Be faster and better #13

Open tomcup opened 1 year ago

tomcup commented 1 year ago

Try not using itmm, then it'll be simple to turn it into C/C++. I find it very slow for the initiation, I don't know why. In the example, it seems that cpu is used, is there some special reason not using gpu? GPUs are used more in video processing usually.

I've tried the demo, --n=8 for 30s and --n=32 for 2min(No initialization time) on my 1650gpu. The average of 3.75s per frame is much higher than RIFE(VapourSynth-RIFE-ncnn-Vulkan: rife-v4.6 ensemble=True , I tried using it on a 2h 1080p film from 24 to 60, the whole process is about 14h, average of it is 0.12s per frame), why is that?

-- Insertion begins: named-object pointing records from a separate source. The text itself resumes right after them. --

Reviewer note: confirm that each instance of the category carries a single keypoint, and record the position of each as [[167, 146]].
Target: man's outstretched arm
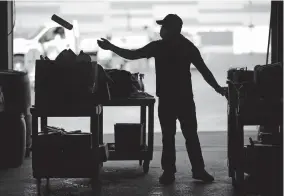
[[205, 72], [144, 52]]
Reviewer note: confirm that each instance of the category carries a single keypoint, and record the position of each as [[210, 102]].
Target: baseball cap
[[171, 21]]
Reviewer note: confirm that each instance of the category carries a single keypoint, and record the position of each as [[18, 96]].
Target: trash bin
[[15, 118]]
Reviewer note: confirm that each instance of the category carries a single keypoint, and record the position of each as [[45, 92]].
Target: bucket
[[16, 97]]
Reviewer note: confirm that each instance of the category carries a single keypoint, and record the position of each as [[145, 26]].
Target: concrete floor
[[126, 177]]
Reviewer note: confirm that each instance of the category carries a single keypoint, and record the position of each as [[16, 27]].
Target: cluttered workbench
[[255, 98], [82, 88]]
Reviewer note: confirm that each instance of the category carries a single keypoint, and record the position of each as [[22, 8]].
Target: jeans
[[169, 110]]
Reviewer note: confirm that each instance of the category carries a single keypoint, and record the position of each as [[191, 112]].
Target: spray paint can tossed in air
[[62, 22]]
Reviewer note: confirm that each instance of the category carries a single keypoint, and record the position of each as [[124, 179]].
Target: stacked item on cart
[[126, 84], [70, 80], [64, 146]]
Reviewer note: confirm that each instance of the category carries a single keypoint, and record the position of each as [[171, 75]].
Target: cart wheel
[[47, 184], [28, 153], [238, 179], [38, 182], [146, 164], [95, 184]]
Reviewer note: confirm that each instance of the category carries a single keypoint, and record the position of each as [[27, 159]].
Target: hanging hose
[[269, 36]]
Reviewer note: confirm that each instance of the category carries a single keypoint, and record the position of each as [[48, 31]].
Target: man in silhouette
[[173, 56]]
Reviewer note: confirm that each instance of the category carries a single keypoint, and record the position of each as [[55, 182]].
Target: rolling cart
[[145, 155], [51, 161]]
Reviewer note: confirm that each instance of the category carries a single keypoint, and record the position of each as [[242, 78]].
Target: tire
[[19, 63]]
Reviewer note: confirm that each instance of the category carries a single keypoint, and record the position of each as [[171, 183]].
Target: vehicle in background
[[48, 40]]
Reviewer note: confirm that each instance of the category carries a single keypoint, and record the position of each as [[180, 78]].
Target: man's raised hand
[[104, 44]]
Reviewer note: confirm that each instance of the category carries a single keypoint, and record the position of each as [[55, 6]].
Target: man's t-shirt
[[172, 63]]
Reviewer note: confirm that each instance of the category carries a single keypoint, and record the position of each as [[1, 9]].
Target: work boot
[[167, 178], [203, 176]]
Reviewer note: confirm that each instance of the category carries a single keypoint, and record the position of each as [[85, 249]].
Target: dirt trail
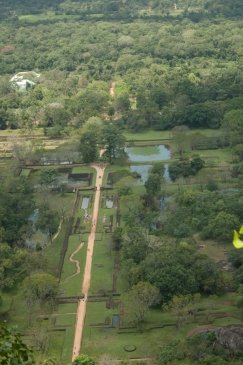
[[58, 230], [112, 89], [76, 262], [88, 265]]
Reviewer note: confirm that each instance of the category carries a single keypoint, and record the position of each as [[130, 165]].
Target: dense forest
[[102, 75]]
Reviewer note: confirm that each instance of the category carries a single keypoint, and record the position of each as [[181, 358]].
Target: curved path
[[112, 89], [76, 262], [81, 311]]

tomcup commented 1 year ago

I used screenshots of animated movies, and I don't expect this model to have a good effect on animation, but I want to see how it works against darkness and railings.

These are what I used: mpv-shot0001 mpv-shot0002

But the GPU's performance surprised me: image I just python .\demo_Nx.py --n 3, and the gpu do like this?

Then I tried this:

import cv2
import sys
import torch

import numpy as np
from imageio import mimsave

sys.path.append(".")
import config as cfg
from benchmark.utils.padder import InputPadder

from model import feature_extractor, flow_estimation

I0 = cv2.imread("example/mpv-shot0001.jpg")
I2 = cv2.imread("example/mpv-shot0002.jpg")

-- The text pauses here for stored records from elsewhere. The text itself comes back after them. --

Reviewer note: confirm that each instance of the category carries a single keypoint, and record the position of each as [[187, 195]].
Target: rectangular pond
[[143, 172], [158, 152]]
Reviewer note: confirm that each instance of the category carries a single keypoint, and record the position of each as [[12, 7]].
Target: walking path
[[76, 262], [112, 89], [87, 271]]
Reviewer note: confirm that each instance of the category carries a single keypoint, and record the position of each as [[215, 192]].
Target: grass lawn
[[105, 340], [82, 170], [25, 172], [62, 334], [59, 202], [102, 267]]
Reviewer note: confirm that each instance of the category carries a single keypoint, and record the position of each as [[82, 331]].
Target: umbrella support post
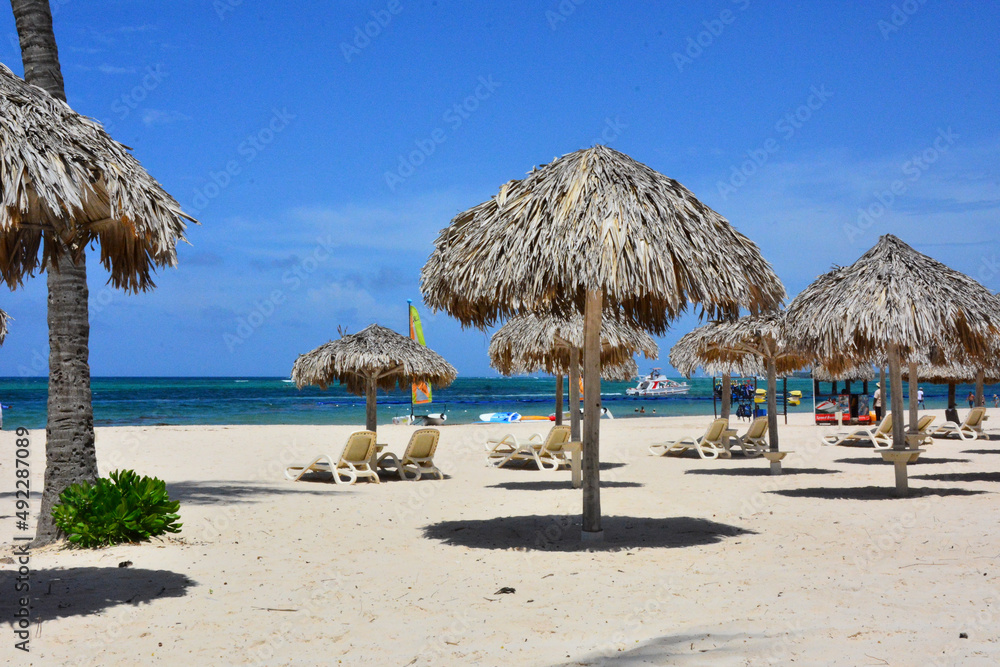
[[900, 458], [775, 459]]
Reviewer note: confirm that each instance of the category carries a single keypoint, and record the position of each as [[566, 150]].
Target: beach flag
[[421, 391]]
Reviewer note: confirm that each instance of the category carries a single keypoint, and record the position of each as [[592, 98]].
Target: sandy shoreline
[[704, 562]]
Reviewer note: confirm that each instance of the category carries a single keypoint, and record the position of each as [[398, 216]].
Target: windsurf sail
[[420, 392]]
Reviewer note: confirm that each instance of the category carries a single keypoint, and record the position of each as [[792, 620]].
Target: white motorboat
[[658, 384]]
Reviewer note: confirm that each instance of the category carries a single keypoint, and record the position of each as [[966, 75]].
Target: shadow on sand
[[681, 649], [212, 492], [760, 472], [962, 477], [562, 533], [81, 591], [876, 459], [870, 493], [553, 485]]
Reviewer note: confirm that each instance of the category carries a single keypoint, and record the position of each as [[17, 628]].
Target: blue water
[[144, 401]]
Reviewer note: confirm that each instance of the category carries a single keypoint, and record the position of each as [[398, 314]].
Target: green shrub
[[125, 508]]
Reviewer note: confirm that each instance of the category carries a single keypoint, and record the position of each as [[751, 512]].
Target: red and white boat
[[658, 384]]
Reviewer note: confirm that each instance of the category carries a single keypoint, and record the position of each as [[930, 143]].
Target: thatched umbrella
[[65, 185], [756, 338], [543, 342], [861, 372], [592, 231], [894, 303], [374, 358]]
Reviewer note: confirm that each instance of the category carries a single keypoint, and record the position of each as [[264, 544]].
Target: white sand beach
[[704, 562]]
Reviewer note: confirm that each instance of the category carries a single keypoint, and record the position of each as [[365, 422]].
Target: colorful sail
[[421, 391]]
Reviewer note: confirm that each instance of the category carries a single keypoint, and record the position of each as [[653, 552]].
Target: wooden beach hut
[[597, 233], [374, 358]]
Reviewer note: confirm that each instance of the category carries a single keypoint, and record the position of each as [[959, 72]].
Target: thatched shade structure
[[537, 342], [374, 358], [756, 338], [66, 184], [592, 231], [956, 372], [894, 303], [862, 372]]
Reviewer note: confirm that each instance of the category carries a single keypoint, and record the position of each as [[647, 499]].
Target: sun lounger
[[417, 459], [924, 429], [753, 443], [712, 445], [970, 429], [354, 462], [548, 454], [880, 436]]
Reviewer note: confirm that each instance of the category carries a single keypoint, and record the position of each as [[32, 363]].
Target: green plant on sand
[[124, 508]]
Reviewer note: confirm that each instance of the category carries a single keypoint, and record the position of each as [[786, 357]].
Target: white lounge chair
[[418, 458], [354, 462], [880, 436], [924, 429], [548, 454], [712, 445], [970, 429], [753, 443]]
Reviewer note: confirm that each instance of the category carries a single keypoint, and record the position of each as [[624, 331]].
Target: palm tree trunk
[[70, 456]]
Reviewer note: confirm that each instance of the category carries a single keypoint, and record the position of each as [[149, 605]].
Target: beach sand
[[704, 562]]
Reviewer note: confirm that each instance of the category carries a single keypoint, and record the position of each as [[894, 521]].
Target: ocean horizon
[[234, 400]]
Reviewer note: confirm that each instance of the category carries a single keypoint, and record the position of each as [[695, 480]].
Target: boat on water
[[657, 384]]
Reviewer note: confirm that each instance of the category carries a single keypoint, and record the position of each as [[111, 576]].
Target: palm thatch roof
[[738, 345], [595, 219], [685, 357], [533, 342], [859, 372], [65, 183], [956, 372], [893, 295], [376, 352]]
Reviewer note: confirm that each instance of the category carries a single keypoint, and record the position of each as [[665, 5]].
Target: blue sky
[[323, 161]]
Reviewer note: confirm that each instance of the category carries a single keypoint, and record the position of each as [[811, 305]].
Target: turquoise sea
[[229, 400]]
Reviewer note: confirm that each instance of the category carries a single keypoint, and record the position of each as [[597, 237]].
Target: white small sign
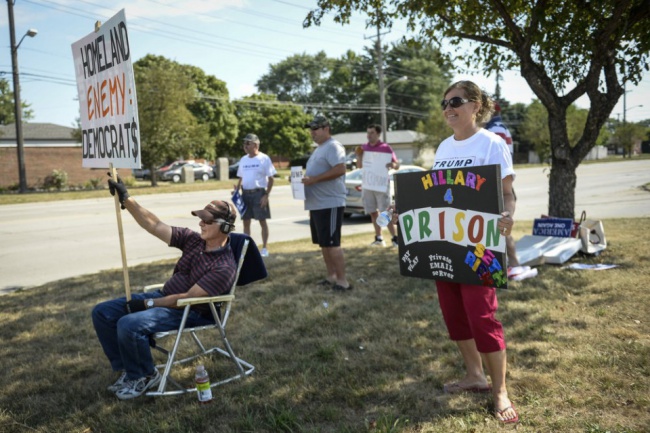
[[375, 174], [297, 187]]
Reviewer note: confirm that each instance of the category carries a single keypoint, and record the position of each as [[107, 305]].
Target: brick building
[[46, 147]]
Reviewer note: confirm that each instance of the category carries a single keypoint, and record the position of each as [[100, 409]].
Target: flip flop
[[499, 413], [455, 388]]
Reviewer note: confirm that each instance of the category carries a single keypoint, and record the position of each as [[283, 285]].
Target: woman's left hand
[[505, 223]]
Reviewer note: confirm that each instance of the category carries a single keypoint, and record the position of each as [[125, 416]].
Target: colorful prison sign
[[109, 109], [448, 223]]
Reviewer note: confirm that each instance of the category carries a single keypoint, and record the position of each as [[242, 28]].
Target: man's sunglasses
[[455, 102], [220, 221]]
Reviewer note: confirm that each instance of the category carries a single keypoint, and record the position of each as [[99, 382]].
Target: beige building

I0_ = (torch.tensor(I0.transpose(2, 0, 1)).cuda() / 255.0).unsqueeze(0)
I2_ = (torch.tensor(I2.transpose(2, 0, 1)).cuda() / 255.0).unsqueeze(0)

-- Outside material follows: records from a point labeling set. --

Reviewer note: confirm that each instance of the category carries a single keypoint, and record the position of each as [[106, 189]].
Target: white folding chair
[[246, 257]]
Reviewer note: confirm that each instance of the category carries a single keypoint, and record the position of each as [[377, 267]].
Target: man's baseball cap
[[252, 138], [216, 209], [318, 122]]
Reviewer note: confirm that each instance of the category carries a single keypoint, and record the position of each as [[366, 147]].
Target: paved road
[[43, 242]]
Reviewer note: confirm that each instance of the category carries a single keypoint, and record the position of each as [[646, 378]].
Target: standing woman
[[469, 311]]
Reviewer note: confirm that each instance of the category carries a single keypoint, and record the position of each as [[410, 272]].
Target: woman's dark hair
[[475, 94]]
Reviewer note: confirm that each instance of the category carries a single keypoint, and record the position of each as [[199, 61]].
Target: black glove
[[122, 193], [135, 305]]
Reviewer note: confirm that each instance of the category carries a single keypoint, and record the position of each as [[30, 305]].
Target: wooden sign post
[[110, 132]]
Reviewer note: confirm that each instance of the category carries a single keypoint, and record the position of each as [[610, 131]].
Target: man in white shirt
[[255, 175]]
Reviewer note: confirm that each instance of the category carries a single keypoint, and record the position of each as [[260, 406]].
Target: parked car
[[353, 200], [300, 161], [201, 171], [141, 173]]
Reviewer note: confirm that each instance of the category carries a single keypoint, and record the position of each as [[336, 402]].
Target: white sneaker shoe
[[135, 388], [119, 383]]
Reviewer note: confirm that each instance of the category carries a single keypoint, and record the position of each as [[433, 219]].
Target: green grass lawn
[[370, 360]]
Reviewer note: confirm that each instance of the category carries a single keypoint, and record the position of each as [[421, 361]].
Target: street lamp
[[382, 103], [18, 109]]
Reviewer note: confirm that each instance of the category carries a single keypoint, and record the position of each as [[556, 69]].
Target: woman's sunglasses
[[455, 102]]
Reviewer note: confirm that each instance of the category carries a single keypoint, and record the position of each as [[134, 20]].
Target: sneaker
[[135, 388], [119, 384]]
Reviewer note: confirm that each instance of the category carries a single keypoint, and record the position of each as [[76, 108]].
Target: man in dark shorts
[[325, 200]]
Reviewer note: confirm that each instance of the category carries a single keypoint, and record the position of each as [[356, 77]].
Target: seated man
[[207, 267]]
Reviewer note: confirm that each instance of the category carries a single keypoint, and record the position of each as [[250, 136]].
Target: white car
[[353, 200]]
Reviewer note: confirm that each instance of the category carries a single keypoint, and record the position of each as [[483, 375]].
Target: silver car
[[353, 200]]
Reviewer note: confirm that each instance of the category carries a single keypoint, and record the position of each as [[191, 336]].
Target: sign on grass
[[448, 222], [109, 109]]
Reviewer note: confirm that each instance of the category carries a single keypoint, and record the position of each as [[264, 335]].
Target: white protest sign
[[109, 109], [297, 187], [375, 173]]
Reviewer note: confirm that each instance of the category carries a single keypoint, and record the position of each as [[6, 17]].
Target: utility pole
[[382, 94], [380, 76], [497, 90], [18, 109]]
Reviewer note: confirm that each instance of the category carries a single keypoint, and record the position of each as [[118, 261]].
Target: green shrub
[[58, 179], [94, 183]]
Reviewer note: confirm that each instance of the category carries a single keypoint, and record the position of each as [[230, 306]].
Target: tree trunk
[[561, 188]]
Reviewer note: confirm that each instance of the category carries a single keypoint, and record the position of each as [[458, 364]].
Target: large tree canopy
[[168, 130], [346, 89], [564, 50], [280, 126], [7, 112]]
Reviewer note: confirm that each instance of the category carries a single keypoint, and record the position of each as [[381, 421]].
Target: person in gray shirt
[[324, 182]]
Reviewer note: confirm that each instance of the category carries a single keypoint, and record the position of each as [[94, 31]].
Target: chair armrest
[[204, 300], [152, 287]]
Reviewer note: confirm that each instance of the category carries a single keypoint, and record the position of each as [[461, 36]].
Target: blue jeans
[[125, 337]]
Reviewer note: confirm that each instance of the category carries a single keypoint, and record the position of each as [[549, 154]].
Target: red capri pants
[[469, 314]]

padder = InputPadder(I0_.shape, divisor=32)
I0_, I2_ = padder.pad(I0_, I2_)

backbonetype, multiscaletype = (feature_extractor, flow_estimation)
# backbonecfg, multiscalecfg = cfg.init_model_config(F=16, depth=[2, 2, 2, 2, 2])
backbonecfg, multiscalecfg = cfg.init_model_config(F=32, depth=[2, 2, 2, 4, 4])
net = flow_estimation(feature_extractor(**backbonecfg), **multiscalecfg)

def convert(param):
    return {
        k.replace("module.", ""): v
        for k, v in param.items()
        if "module." in k and "attn_mask" not in k and "HW" not in k
    }

net.load_state_dict(convert(torch.load(f"ckpt/ours_t.pkl")))
net.eval()
net.to(torch.device("cuda"))

imgs = torch.cat((I0_, I2_), 1)
pred = net(imgs)

mid = (
    padder.unpad(pred)[0]
    .detach()
    .cpu()
    .numpy()
    .transpose(1, 2, 0)
    * 255.0
).astype(np.uint8)
mimsave("example/out_2x.jpg", [mid[:, :, ::-1]])

The result is more funny:

torch.cuda.OutOfMemoryError: CUDA out of memory. 
Tried to allocate 44.00 MiB. GPU 0 has a total capacty of 4.00 GiB of which 0 bytes is free. 
Of the allocated memory 9.82 GiB is allocated by PyTorch, and 186.06 MiB is reserved by PyTorch but unallocated. 
If reserved but unallocated memory is large try setting max_split_size_mb to avoid fragmentation.  
See documentation for Memory Management and PYTORCH_CUDA_ALLOC_CONF

How can two ordinary 1080p movie screenshots run out of GPU memory?